UTRN on chromosome 6q24 is mutated in multiple tumors.
Li Y., Huang J., Zhao Y-L., He J., Wang W., Davies KE., Nosé V., Xiao S.
Though deletion of the long arm of chromosome 6 is one of the most common aberrations in tumors, its targeted gene(s) has not been convincingly identified. Using a functional screening approach, we found that UTRN (which encodes utrophin, a dystrophin-related protein) at 6q24, when expressed in an antisense orientation, induced cellular transformation, consistent with a tumor suppressor role. Northern blot analysis, semiquantitative reverse transcription-polymerase chain reaction (RT-PCR), and gene expression arrays all showed that UTRN expression was downregulated in primary tumors compared with matched normal tissues.
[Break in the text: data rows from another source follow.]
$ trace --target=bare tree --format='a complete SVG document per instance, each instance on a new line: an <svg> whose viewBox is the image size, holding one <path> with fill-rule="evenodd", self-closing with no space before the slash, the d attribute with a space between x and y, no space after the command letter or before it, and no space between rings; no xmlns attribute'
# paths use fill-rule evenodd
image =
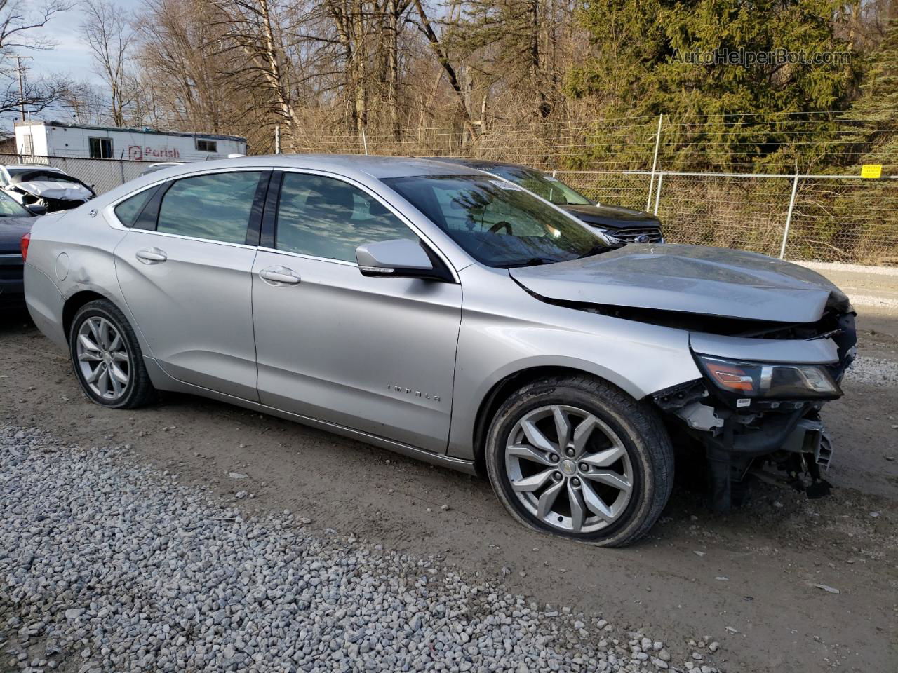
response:
<svg viewBox="0 0 898 673"><path fill-rule="evenodd" d="M123 127L135 91L128 67L134 46L131 19L109 0L84 0L82 7L85 18L81 31L91 48L97 74L109 88L110 120L114 126Z"/></svg>
<svg viewBox="0 0 898 673"><path fill-rule="evenodd" d="M52 40L40 37L40 29L71 5L63 0L39 4L28 0L0 0L0 112L12 109L39 112L57 104L77 89L62 75L28 77L29 52L52 48ZM16 58L18 57L18 58Z"/></svg>

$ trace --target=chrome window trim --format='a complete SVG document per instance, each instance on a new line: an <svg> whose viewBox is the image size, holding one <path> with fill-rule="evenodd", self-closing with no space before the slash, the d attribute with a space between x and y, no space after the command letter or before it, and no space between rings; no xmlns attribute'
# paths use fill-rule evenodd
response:
<svg viewBox="0 0 898 673"><path fill-rule="evenodd" d="M421 240L423 240L427 244L427 246L431 250L433 250L434 253L440 258L440 260L446 266L446 268L449 269L449 273L452 274L453 282L454 284L461 284L461 279L458 277L458 271L449 262L449 259L446 258L446 256L443 254L443 250L441 250L436 245L434 244L434 241L430 240L430 237L428 237L427 234L425 234L413 222L411 222L411 220L409 220L405 215L405 214L403 214L401 211L400 211L398 208L396 208L389 201L386 201L379 194L377 194L376 192L374 192L374 190L372 190L371 188L369 188L366 185L363 185L362 183L357 182L357 180L353 179L352 178L348 178L345 175L339 175L337 173L331 173L331 172L330 172L328 170L316 170L315 169L301 169L301 168L293 168L293 167L280 168L280 169L274 169L274 170L280 170L280 171L282 171L285 174L286 173L301 173L301 174L304 174L304 175L320 175L322 178L331 178L333 179L337 179L337 180L339 180L341 182L345 182L345 183L347 183L348 185L351 185L352 187L355 187L355 188L358 188L359 190L365 192L369 197L371 197L375 201L377 201L381 205L384 206L388 211L390 211L393 215L395 215L399 219L399 221L401 223L402 223L407 227L409 227L409 229L410 229L411 232L416 236L418 236L418 239L420 239ZM283 184L284 183L283 183L283 180L282 180L281 181L281 185L283 185ZM277 205L278 205L278 209L279 209L279 206L280 206L280 195L278 195ZM276 217L275 218L275 243L277 242L277 217ZM339 264L348 265L350 267L356 267L357 268L358 267L358 264L357 262L348 262L348 261L347 261L345 259L334 259L333 258L315 257L314 255L304 255L303 253L298 253L298 252L293 252L293 253L291 253L288 250L280 250L280 249L270 249L270 248L265 248L265 249L261 249L260 248L260 249L265 249L265 250L267 250L269 252L277 252L277 253L282 254L282 255L288 254L288 255L293 255L293 256L295 256L295 257L304 257L304 258L307 258L309 259L315 259L315 260L320 260L320 261L323 261L323 262L336 262L336 263L339 263Z"/></svg>
<svg viewBox="0 0 898 673"><path fill-rule="evenodd" d="M179 175L176 178L168 178L168 179L157 179L157 180L154 180L154 182L151 182L148 185L145 185L144 187L140 188L139 189L135 189L133 192L128 192L128 194L127 194L126 196L122 197L121 198L117 198L115 201L113 201L109 205L107 205L105 208L103 208L102 211L101 211L101 213L103 214L103 218L106 220L106 223L110 225L110 227L111 227L112 229L118 229L118 230L122 231L122 232L131 232L131 231L143 232L144 233L153 233L153 234L155 234L156 236L168 236L168 237L172 237L172 238L184 239L186 240L202 240L202 241L205 241L207 243L217 243L218 245L229 245L229 246L233 246L233 247L236 247L236 248L252 248L252 249L255 249L256 246L254 246L254 245L246 245L246 243L229 243L229 242L227 242L225 240L215 240L213 239L201 239L201 238L198 238L198 237L196 237L196 236L184 236L184 235L179 234L179 233L168 233L167 232L157 232L155 230L151 230L151 229L135 229L134 227L126 227L124 224L121 223L121 221L116 216L116 214L115 214L115 209L116 209L116 206L119 205L119 204L120 204L122 201L127 201L131 197L136 197L138 194L141 194L142 192L145 192L147 189L153 189L153 188L158 187L159 185L164 184L166 182L177 182L178 180L184 179L185 178L196 178L197 176L200 176L200 175L213 175L213 174L217 174L217 173L265 173L265 172L269 172L269 171L273 170L274 169L271 169L271 168L263 168L263 167L251 167L251 168L249 168L249 167L245 167L245 166L233 167L233 168L224 168L224 169L221 169L221 168L220 169L207 169L206 170L196 170L196 171L189 172L189 173L184 173L183 175Z"/></svg>
<svg viewBox="0 0 898 673"><path fill-rule="evenodd" d="M357 182L352 178L348 178L347 176L340 175L339 173L332 173L328 170L317 170L315 169L301 169L293 166L275 166L275 165L234 166L231 168L206 169L205 170L199 169L197 170L192 170L189 173L180 173L174 178L167 178L167 179L162 178L160 179L154 180L153 182L150 182L147 185L144 185L143 187L137 189L134 189L133 191L128 192L125 196L117 198L115 201L113 201L109 205L104 207L101 212L102 213L103 218L106 220L106 223L110 227L111 227L112 229L118 229L119 231L121 232L126 232L131 231L143 232L144 233L154 234L156 236L167 236L171 238L184 239L186 240L199 240L206 243L226 245L234 248L250 248L253 249L265 250L266 252L275 252L279 255L289 255L290 257L305 258L307 259L313 259L316 261L322 261L322 262L333 262L335 264L342 264L344 266L356 267L357 268L358 267L357 263L348 262L344 259L321 258L321 257L315 257L313 255L304 255L299 252L290 252L288 250L279 250L272 248L263 248L261 246L251 246L251 245L246 245L245 243L229 243L223 240L213 240L212 239L200 239L193 236L183 236L180 234L167 233L165 232L156 232L154 230L149 230L149 229L134 229L134 227L126 227L124 224L122 224L115 214L116 206L122 201L127 201L131 197L135 197L140 194L141 192L145 191L146 189L152 189L166 182L175 182L180 179L184 179L185 178L194 178L199 175L211 175L215 173L233 173L233 172L251 173L251 172L266 172L270 170L279 170L283 173L304 173L306 175L320 175L324 178L333 178L334 179L341 180L342 182L346 182L349 185L352 185L353 187L361 189L363 192L374 198L387 210L389 210L391 213L396 215L400 219L400 222L401 222L403 224L409 227L409 229L410 229L415 233L416 236L418 236L421 240L423 240L427 245L427 247L431 250L433 250L434 253L440 258L440 260L446 266L446 268L449 269L449 273L452 274L453 282L455 283L456 284L461 284L462 281L458 276L459 269L456 269L455 267L452 265L452 263L449 261L449 258L443 253L443 250L441 250L439 247L436 246L433 240L431 240L430 237L425 234L420 230L420 228L418 227L413 222L411 222L411 220L409 220L401 211L400 211L392 204L391 204L389 201L386 201L383 197L381 197L379 194L370 189L365 185ZM277 222L275 223L275 225L277 227Z"/></svg>

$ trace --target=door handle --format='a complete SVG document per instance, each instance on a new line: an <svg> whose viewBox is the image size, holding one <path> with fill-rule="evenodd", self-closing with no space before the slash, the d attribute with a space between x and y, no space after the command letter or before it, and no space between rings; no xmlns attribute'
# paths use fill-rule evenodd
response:
<svg viewBox="0 0 898 673"><path fill-rule="evenodd" d="M168 255L158 248L146 248L143 250L137 250L135 253L135 257L144 264L162 264L168 259Z"/></svg>
<svg viewBox="0 0 898 673"><path fill-rule="evenodd" d="M299 275L286 267L269 267L259 272L259 277L269 285L295 285Z"/></svg>

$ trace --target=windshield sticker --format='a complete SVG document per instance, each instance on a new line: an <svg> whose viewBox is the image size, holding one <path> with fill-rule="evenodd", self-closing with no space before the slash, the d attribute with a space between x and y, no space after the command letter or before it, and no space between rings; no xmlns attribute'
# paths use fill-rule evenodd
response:
<svg viewBox="0 0 898 673"><path fill-rule="evenodd" d="M519 192L526 191L526 189L524 189L523 187L518 187L514 182L506 182L506 180L489 180L489 181L492 182L494 185L496 185L496 187L499 188L500 189L513 189Z"/></svg>

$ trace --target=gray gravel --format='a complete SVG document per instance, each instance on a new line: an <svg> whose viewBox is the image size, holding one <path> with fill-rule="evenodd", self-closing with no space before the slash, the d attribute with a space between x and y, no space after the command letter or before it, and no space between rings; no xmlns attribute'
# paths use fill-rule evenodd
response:
<svg viewBox="0 0 898 673"><path fill-rule="evenodd" d="M717 670L709 640L675 667L641 632L308 523L0 425L0 670Z"/></svg>
<svg viewBox="0 0 898 673"><path fill-rule="evenodd" d="M858 383L872 383L893 388L898 386L898 363L894 360L858 355L845 378Z"/></svg>

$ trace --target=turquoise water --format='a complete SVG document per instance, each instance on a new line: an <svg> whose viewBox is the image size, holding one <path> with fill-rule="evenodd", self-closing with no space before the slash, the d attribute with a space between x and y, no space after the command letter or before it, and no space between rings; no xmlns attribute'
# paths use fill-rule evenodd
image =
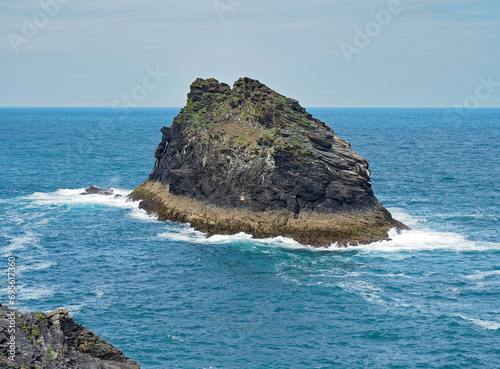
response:
<svg viewBox="0 0 500 369"><path fill-rule="evenodd" d="M500 109L309 109L413 228L341 250L206 239L79 195L142 183L178 110L0 109L21 310L64 307L150 369L500 368Z"/></svg>

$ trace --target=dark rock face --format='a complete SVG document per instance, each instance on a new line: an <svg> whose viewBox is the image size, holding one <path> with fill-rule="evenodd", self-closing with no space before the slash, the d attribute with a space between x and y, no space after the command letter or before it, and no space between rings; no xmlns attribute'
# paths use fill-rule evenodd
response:
<svg viewBox="0 0 500 369"><path fill-rule="evenodd" d="M15 361L9 359L12 314L16 326ZM0 304L0 353L2 368L140 369L139 364L76 324L62 309L50 314L23 314Z"/></svg>
<svg viewBox="0 0 500 369"><path fill-rule="evenodd" d="M383 218L379 225L405 228L375 198L368 162L347 141L256 80L239 79L231 89L197 79L187 105L162 133L149 182L172 196L296 218L375 212Z"/></svg>

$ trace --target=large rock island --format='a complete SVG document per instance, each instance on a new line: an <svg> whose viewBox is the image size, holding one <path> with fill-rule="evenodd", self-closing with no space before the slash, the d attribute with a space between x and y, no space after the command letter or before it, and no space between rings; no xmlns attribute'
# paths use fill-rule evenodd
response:
<svg viewBox="0 0 500 369"><path fill-rule="evenodd" d="M259 81L197 79L161 129L156 164L130 197L208 236L245 232L313 246L388 239L368 162L296 100Z"/></svg>

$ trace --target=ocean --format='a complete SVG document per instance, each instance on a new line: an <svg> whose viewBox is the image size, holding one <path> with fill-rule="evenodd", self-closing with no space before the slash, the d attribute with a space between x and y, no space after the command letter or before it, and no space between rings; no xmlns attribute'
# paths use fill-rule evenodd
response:
<svg viewBox="0 0 500 369"><path fill-rule="evenodd" d="M0 302L69 310L145 369L500 368L500 109L308 109L412 227L314 249L205 238L123 197L178 108L0 109Z"/></svg>

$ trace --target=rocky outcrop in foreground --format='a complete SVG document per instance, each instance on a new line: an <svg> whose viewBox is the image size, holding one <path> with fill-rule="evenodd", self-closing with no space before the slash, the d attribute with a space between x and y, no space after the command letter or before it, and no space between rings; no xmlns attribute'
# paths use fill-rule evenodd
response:
<svg viewBox="0 0 500 369"><path fill-rule="evenodd" d="M11 360L13 354L15 361ZM49 314L23 314L0 304L0 368L140 369L140 366L76 324L62 309Z"/></svg>
<svg viewBox="0 0 500 369"><path fill-rule="evenodd" d="M160 220L213 234L370 243L405 229L375 198L368 162L296 100L259 81L197 79L161 129L149 179L130 195Z"/></svg>

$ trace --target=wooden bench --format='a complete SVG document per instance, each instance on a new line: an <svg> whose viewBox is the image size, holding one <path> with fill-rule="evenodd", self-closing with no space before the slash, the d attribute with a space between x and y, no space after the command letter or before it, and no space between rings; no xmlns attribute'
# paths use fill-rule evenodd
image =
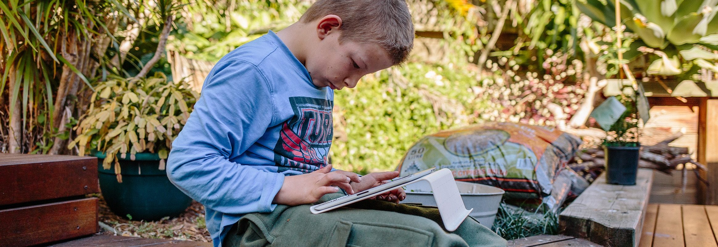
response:
<svg viewBox="0 0 718 247"><path fill-rule="evenodd" d="M98 232L97 158L0 154L0 246Z"/></svg>
<svg viewBox="0 0 718 247"><path fill-rule="evenodd" d="M609 185L602 174L561 213L560 231L606 246L638 246L653 179L645 168L635 185Z"/></svg>

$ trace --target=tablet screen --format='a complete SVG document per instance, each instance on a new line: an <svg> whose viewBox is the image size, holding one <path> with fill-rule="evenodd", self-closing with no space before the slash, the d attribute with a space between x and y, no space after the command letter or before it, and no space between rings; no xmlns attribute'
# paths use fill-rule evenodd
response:
<svg viewBox="0 0 718 247"><path fill-rule="evenodd" d="M334 199L327 202L325 202L321 204L317 204L316 205L312 206L312 208L313 208L313 209L316 210L323 210L334 206L349 204L353 202L354 201L359 201L360 200L365 199L365 197L372 197L373 195L383 193L386 192L386 191L389 191L398 188L399 187L401 187L407 182L416 180L417 179L421 178L421 177L426 176L432 173L432 172L436 170L436 169L437 169L436 167L432 167L426 170L419 172L404 177L399 178L396 180L389 182L388 183L373 188L370 188L368 190L360 192L356 194L345 195L343 197Z"/></svg>

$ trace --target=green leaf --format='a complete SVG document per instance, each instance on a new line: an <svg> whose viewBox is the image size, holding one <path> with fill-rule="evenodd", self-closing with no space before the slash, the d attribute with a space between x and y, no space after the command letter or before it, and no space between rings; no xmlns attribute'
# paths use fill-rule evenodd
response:
<svg viewBox="0 0 718 247"><path fill-rule="evenodd" d="M702 19L703 14L699 13L691 13L679 19L666 38L676 45L697 42L703 35L696 34L694 30Z"/></svg>
<svg viewBox="0 0 718 247"><path fill-rule="evenodd" d="M673 17L666 17L661 13L663 0L638 0L636 4L640 14L645 17L645 22L653 22L661 27L664 32L673 27Z"/></svg>
<svg viewBox="0 0 718 247"><path fill-rule="evenodd" d="M157 155L159 156L159 159L167 159L167 151L165 149L161 149L157 152Z"/></svg>
<svg viewBox="0 0 718 247"><path fill-rule="evenodd" d="M83 73L78 70L78 68L75 67L75 65L73 65L73 64L70 63L70 62L67 62L67 60L66 60L65 57L62 57L61 55L57 55L57 59L60 60L60 62L62 62L62 63L65 65L67 65L67 67L70 67L70 70L73 70L73 72L77 74L78 76L80 77L80 79L82 79L82 80L85 82L85 84L86 84L90 90L93 91L95 90L95 88L93 88L92 85L90 85L90 81L88 80L88 78L85 77L85 75L83 75Z"/></svg>
<svg viewBox="0 0 718 247"><path fill-rule="evenodd" d="M683 71L679 67L679 65L677 57L668 59L667 57L663 57L651 62L646 69L646 73L648 75L680 75Z"/></svg>
<svg viewBox="0 0 718 247"><path fill-rule="evenodd" d="M25 39L25 41L26 42L29 41L30 39L29 37L28 37L27 33L24 32L24 28L23 28L22 25L20 25L20 24L17 22L17 19L15 19L15 17L12 15L13 13L19 13L21 11L21 10L17 10L17 11L11 11L10 9L7 7L7 5L5 5L5 4L4 4L2 1L0 1L0 9L2 9L3 12L5 13L4 16L7 17L7 18L10 19L10 23L12 23L14 25L15 25L15 28L17 29L17 32L19 32L21 35L22 35L22 37ZM4 29L5 28L4 26L3 26L3 28ZM32 47L33 50L35 50L35 47L32 45L30 45L30 47Z"/></svg>
<svg viewBox="0 0 718 247"><path fill-rule="evenodd" d="M718 59L718 54L715 54L707 50L693 47L689 50L682 50L678 52L681 57L686 60L692 60L697 58L713 60Z"/></svg>
<svg viewBox="0 0 718 247"><path fill-rule="evenodd" d="M610 96L591 112L591 117L596 119L601 129L607 131L625 111L626 107L615 97Z"/></svg>
<svg viewBox="0 0 718 247"><path fill-rule="evenodd" d="M666 34L658 24L653 22L643 22L638 17L633 18L633 23L635 27L635 32L640 37L641 40L649 47L654 48L665 48L668 45L666 43Z"/></svg>
<svg viewBox="0 0 718 247"><path fill-rule="evenodd" d="M717 65L714 62L710 62L701 58L696 59L695 61L693 62L695 62L696 65L700 67L709 70L714 73L718 73L718 65Z"/></svg>
<svg viewBox="0 0 718 247"><path fill-rule="evenodd" d="M49 55L50 57L52 57L52 60L55 62L60 62L60 61L57 60L57 57L55 56L55 51L52 50L52 49L50 49L50 45L47 45L47 42L45 41L45 37L37 32L37 29L36 29L35 26L32 24L32 22L31 22L29 19L27 19L27 17L25 16L25 13L22 11L19 13L20 14L20 17L22 18L22 20L25 22L26 27L30 29L32 34L35 34L35 37L37 38L37 41L39 41L40 44L42 44L42 46L45 47L45 50L47 51L47 55Z"/></svg>

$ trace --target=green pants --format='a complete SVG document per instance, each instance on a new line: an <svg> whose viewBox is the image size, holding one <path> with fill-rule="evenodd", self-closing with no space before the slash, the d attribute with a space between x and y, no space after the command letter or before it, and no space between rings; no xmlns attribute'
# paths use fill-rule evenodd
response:
<svg viewBox="0 0 718 247"><path fill-rule="evenodd" d="M317 203L342 195L327 195ZM310 206L278 205L271 213L247 214L223 246L506 246L505 240L472 217L447 232L435 208L365 200L353 204L355 208L314 215Z"/></svg>

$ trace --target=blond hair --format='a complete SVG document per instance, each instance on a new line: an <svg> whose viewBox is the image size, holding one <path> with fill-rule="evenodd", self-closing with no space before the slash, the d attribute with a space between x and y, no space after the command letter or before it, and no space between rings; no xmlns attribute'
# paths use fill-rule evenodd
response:
<svg viewBox="0 0 718 247"><path fill-rule="evenodd" d="M307 23L329 14L342 19L340 42L379 45L394 65L406 61L414 47L414 24L404 0L318 0L299 20Z"/></svg>

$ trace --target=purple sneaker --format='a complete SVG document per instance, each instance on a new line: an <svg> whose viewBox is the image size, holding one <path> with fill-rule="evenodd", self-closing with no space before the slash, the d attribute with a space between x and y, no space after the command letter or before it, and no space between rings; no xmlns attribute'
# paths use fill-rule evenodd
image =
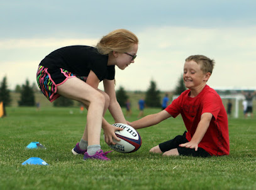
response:
<svg viewBox="0 0 256 190"><path fill-rule="evenodd" d="M101 150L97 151L96 154L95 154L94 155L92 155L92 156L89 156L88 153L87 152L86 152L84 153L84 160L91 159L98 159L98 160L101 160L101 161L110 161L110 159L106 157L106 155L112 151L113 150L103 152L103 150L101 149Z"/></svg>
<svg viewBox="0 0 256 190"><path fill-rule="evenodd" d="M78 142L75 147L72 149L72 152L74 154L74 155L78 155L78 154L84 154L84 152L86 152L87 150L82 150L81 149L80 149L79 146L79 142Z"/></svg>

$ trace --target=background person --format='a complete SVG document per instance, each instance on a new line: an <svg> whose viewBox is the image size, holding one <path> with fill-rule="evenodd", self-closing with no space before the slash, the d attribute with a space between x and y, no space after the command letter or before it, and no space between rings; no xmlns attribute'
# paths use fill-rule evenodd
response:
<svg viewBox="0 0 256 190"><path fill-rule="evenodd" d="M247 106L245 113L245 118L247 118L248 116L250 116L252 119L253 117L253 96L256 94L256 91L253 92L252 93L248 92L248 93L242 91L242 93L245 97L245 100L247 102Z"/></svg>
<svg viewBox="0 0 256 190"><path fill-rule="evenodd" d="M139 110L139 113L138 115L138 118L144 116L144 108L145 108L145 100L143 98L140 98L138 102L138 107Z"/></svg>

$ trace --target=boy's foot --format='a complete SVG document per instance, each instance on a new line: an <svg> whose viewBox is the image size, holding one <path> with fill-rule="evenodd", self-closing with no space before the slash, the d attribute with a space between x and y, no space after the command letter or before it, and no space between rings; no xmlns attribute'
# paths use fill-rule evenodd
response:
<svg viewBox="0 0 256 190"><path fill-rule="evenodd" d="M75 147L74 149L72 149L72 152L74 154L74 155L78 155L78 154L84 154L84 152L86 152L87 150L82 150L81 149L80 149L79 147L79 142L78 142Z"/></svg>
<svg viewBox="0 0 256 190"><path fill-rule="evenodd" d="M91 159L98 159L98 160L101 160L101 161L110 161L110 159L106 157L106 155L112 151L113 150L103 152L103 150L101 149L101 150L98 150L96 152L96 154L95 154L94 155L92 155L92 156L89 156L88 154L88 153L87 152L86 152L84 153L84 160Z"/></svg>

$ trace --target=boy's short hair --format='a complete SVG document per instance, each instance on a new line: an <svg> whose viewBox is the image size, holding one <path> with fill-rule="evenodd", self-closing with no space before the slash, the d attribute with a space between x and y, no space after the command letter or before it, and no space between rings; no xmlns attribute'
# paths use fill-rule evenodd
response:
<svg viewBox="0 0 256 190"><path fill-rule="evenodd" d="M201 70L204 73L213 72L215 65L214 60L211 60L202 55L191 55L186 59L186 61L194 61L200 65Z"/></svg>

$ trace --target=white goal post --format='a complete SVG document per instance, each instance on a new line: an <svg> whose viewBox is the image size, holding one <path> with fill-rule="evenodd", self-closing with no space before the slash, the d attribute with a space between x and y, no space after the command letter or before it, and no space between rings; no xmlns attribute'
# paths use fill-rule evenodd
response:
<svg viewBox="0 0 256 190"><path fill-rule="evenodd" d="M179 95L174 95L172 97L172 101L179 97ZM242 94L237 94L237 95L220 95L221 99L234 99L235 101L235 113L234 117L235 118L238 117L238 113L239 113L239 101L241 100L244 100L245 97Z"/></svg>

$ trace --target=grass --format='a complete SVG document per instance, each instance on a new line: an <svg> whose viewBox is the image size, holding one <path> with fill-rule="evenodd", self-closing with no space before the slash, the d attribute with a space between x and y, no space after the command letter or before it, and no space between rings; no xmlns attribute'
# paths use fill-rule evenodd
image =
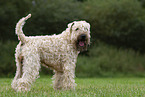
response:
<svg viewBox="0 0 145 97"><path fill-rule="evenodd" d="M76 78L75 91L55 91L50 77L42 77L30 92L17 93L10 78L0 78L0 97L143 97L145 78Z"/></svg>

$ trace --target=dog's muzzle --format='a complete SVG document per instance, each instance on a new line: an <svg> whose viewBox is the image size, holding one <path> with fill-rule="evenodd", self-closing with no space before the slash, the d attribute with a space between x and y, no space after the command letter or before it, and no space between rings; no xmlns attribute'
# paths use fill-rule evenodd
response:
<svg viewBox="0 0 145 97"><path fill-rule="evenodd" d="M86 51L88 46L88 37L86 34L81 34L77 38L76 47L78 51Z"/></svg>

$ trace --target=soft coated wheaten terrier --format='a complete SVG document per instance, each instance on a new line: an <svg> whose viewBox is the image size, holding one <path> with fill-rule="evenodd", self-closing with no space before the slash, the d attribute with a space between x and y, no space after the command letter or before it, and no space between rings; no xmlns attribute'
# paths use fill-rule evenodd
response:
<svg viewBox="0 0 145 97"><path fill-rule="evenodd" d="M19 20L16 34L20 40L16 48L16 75L12 88L29 91L39 76L40 64L54 70L54 89L75 89L75 67L80 51L90 44L90 24L74 21L59 35L25 36L22 27L31 14Z"/></svg>

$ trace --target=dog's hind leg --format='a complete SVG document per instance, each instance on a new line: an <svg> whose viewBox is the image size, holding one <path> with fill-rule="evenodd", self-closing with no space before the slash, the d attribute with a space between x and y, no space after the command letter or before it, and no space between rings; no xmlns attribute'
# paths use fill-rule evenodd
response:
<svg viewBox="0 0 145 97"><path fill-rule="evenodd" d="M19 52L16 53L16 74L12 81L12 88L15 89L17 87L17 81L19 78L22 77L22 66L23 66L23 56L19 54Z"/></svg>

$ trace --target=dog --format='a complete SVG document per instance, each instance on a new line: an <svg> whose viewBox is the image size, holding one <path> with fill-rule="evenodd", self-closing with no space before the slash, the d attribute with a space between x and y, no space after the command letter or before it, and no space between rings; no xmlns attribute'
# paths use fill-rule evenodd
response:
<svg viewBox="0 0 145 97"><path fill-rule="evenodd" d="M55 90L74 90L78 54L86 51L90 45L90 24L86 21L74 21L61 34L27 37L22 27L30 17L31 14L23 17L16 25L20 42L15 51L17 70L12 88L20 92L30 91L43 65L54 71Z"/></svg>

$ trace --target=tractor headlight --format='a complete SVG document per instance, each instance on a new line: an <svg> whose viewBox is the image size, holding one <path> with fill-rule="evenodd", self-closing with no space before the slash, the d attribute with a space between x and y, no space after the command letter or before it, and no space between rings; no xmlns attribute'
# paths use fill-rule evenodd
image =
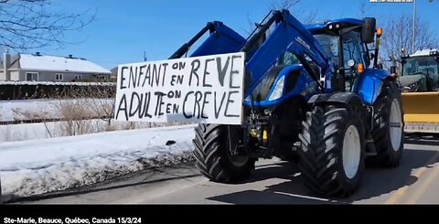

Several UTRN neighbor genes were not affected in some tumors with UTRN downregulation, suggesting that UTRN was specifically targeted. RT-PCR, coupled with an in vitro transcription and translation assay, revealed inactivation mutations in 21/62 breast cancers, 4/20 neuroblastomas and 4/15 malignant melanomas. Most of the mutations were deletions involving one or more exons that led to the truncation of utrophin. Splicing errors were found in two cases, and nonsense mutation in one case. Overexpression of a wild-type UTRN in breast cancer cells inhibited tumor cell growth in vitro and reduced their tumor potential in nude mice. Our studies suggest that UTRN is a candidate tumor suppressor gene.